The anti-circumvention measure was added as Part 11A of the Privacy Act 1993. Section 114B(1) states:
The Commissioner may prohibit a transfer of personal information from New Zealand to another State if the Commissioner is satisfied, on reasonable grounds, that:
(a) the information has been, or will be, received in New Zealand from another State and is likely to be transferred to a third State where it will not be subject to a law providing comparable safeguards to this Act; and
(b) the transfer would be likely to lead to a contravention of the basic principles of national application set out in Part Two of the OECD Guidelines and set out in Schedule 5A.
This provision will be useful, for example, to help promote New Zealand data centres hosting data for overseas clients. New Zealand firms who do host or receive data from overseas (it does not apply to New Zealand-sourced data) should have processes in place for ensuring that the “transfer” of data out of New Zealand can be halted if required by the Privacy Commissioner issuing a transfer prohibition notice.

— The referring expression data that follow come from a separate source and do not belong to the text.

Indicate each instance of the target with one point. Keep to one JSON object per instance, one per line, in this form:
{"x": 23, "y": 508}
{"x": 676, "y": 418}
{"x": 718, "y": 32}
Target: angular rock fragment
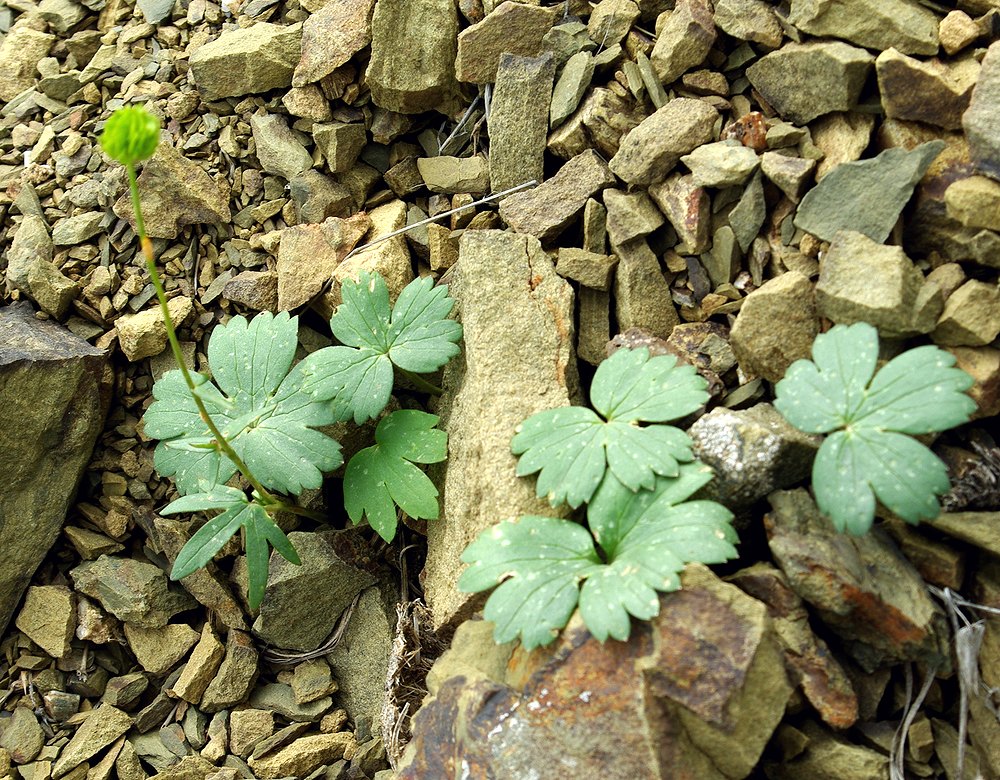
{"x": 309, "y": 254}
{"x": 247, "y": 60}
{"x": 805, "y": 80}
{"x": 412, "y": 67}
{"x": 861, "y": 587}
{"x": 175, "y": 192}
{"x": 548, "y": 209}
{"x": 278, "y": 150}
{"x": 971, "y": 316}
{"x": 519, "y": 119}
{"x": 684, "y": 37}
{"x": 687, "y": 207}
{"x": 979, "y": 120}
{"x": 648, "y": 153}
{"x": 511, "y": 28}
{"x": 517, "y": 316}
{"x": 905, "y": 25}
{"x": 764, "y": 349}
{"x": 866, "y": 196}
{"x": 930, "y": 92}
{"x": 102, "y": 727}
{"x": 721, "y": 164}
{"x": 236, "y": 676}
{"x": 863, "y": 281}
{"x": 132, "y": 590}
{"x": 331, "y": 36}
{"x": 20, "y": 51}
{"x": 642, "y": 295}
{"x": 752, "y": 451}
{"x": 54, "y": 394}
{"x": 630, "y": 215}
{"x": 749, "y": 20}
{"x": 302, "y": 603}
{"x": 712, "y": 718}
{"x": 453, "y": 175}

But in the age of cloud computing, are things that clear-cut? Often, the cloud (or the internet in general) makes it hard to know just where data is located. A New Zealand firm may receive data from overseas, and “host” that data in its facilities, but if the New Zealand provider itself uses cloud-based storage, what appears to be data being hosted in New Zealand may in fact be hosted overseas again. A key benefit of cloud computing is that providers can (in theory) transfer data anywhere in the cloud seamlessly. Data can be divided to multiple places at once, and be transferred without notice at about the speed of light. In these situations, who on earth will know what information is where? All of which makes the language of section 114B(1) – “if information has been, or will be, received in New Zealand from another State” – sound rather quaint, as if they are dealing with courier packages.
The challenges of privacy controls in the cloud-era are well known. Just how much regulation is ultimately attempted, necessary or desirable remains to be seen, bearing in mind that most users are willing to trade privacy for functionality.